Can x be solved in this logarithmic equation?

[Dr-NiKoN]

Say you have:
$\frac{\log(x)}{r\log{x}} = y$

r and y can be any given number.

Is there any way to solve this for x?

ie

$\frac{\log(x)}{1.6\log{x}} = 20$

I'm getting this because I'm trying to calculate $f(x) = \frac{x}{a}$ where f(x) is of the form $f(x) = cx^r$
$a > 1$

 

[marlon]

Say you have:
$\frac{\log(x)}{r\log{x}} = y$

r and y can be any given number.

Is there any way to solve this for x?

ie

$\frac{\log(x)}{1.6\log{x}} = 20$

I'm getting this because I'm trying to calculate $f(x) = \frac{x}{a}$ where f(x) is of the form $f(x) = cx^r$
$a > 1$

I don't get this, sorry. correct me if i am wrong here but i have :

$$\frac {\log(x)}{r\log(x)} = y$$ but doesn't the left hand side yield
$$\frac {1}{r}$$ ?

i am missing the point here...you sure about this equation ?

marlon

 

[Dr-NiKoN]

Well, I'm trying to find x for $f(x) = \frac{x}{a}$

where f is of the form $cx^r$

I tried setting $x = cx^r$ and taking the log to find x.

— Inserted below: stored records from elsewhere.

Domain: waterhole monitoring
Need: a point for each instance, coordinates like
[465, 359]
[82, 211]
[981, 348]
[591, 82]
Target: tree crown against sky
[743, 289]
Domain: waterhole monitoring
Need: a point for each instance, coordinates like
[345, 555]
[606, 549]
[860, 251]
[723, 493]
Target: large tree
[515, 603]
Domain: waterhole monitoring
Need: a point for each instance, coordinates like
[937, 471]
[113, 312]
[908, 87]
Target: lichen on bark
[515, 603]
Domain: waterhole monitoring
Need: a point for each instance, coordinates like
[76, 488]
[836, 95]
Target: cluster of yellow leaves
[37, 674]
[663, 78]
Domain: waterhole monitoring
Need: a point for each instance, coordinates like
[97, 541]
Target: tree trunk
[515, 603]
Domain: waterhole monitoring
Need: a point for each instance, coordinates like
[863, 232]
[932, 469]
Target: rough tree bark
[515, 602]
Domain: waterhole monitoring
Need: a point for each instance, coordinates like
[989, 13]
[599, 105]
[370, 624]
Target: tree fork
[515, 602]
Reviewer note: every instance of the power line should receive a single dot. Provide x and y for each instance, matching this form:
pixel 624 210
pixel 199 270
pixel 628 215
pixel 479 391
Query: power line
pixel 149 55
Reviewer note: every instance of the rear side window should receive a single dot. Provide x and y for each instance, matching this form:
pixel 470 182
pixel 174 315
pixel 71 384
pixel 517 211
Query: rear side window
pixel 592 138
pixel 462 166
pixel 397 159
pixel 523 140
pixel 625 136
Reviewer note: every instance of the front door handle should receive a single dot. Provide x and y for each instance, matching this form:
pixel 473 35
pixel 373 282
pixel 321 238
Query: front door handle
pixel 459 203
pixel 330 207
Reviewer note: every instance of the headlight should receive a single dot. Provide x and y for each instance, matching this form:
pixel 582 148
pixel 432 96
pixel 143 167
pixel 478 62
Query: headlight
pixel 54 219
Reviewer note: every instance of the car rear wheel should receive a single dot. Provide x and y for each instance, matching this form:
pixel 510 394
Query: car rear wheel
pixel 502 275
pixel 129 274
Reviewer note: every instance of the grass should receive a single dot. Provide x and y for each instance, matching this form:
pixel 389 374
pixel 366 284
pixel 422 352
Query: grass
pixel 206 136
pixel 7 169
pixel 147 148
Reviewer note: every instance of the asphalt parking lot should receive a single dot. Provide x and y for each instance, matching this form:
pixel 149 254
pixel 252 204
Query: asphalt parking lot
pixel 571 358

I was wondering if it was possible to find x that way, or maybe if there is another way?

 

[marlon]

$cx^r = \frac {x}{a}$
$cx^r - \frac {x}{a} = 0$
$x * (cx^{r-1} - \frac {1}{a}) = 0$
$cx^{r-1} = \frac {1}{a}$ if x is not 0
$x^{r-1} = \frac {1}{ca}$ if x is not 0
$x = \sqrt [r - 1] {\frac {1}{ca}}$ if x is not 0


marlon

 

[marlon]

what do you say about that ?

marlon

 

[Dr-NiKoN]

Hm, there must be a more elegant way?

 

[marlon]

trust me , this is the most easy way out. working with log will make you go around in circles

marlon

 

[Dr-NiKoN]

Hehe, ok, works for me.

I'm finding myself confused looking for the more complex ways to solve stuff, when regular math will do the job. Oh well :)

thanks a lot.

 

[matt grime]

If you did your logs properly it would also drop out:

cx^r=x/a

then, assuming x and every thing else for that matter, is positive,

logc + rlogx = logx - loga

(r-1)logx= -loga - log c

log x = -log(ac) * 1/(r-1)

or x = (ac)^{1/(1-r)

exactly as marlon showed without needing to use logs.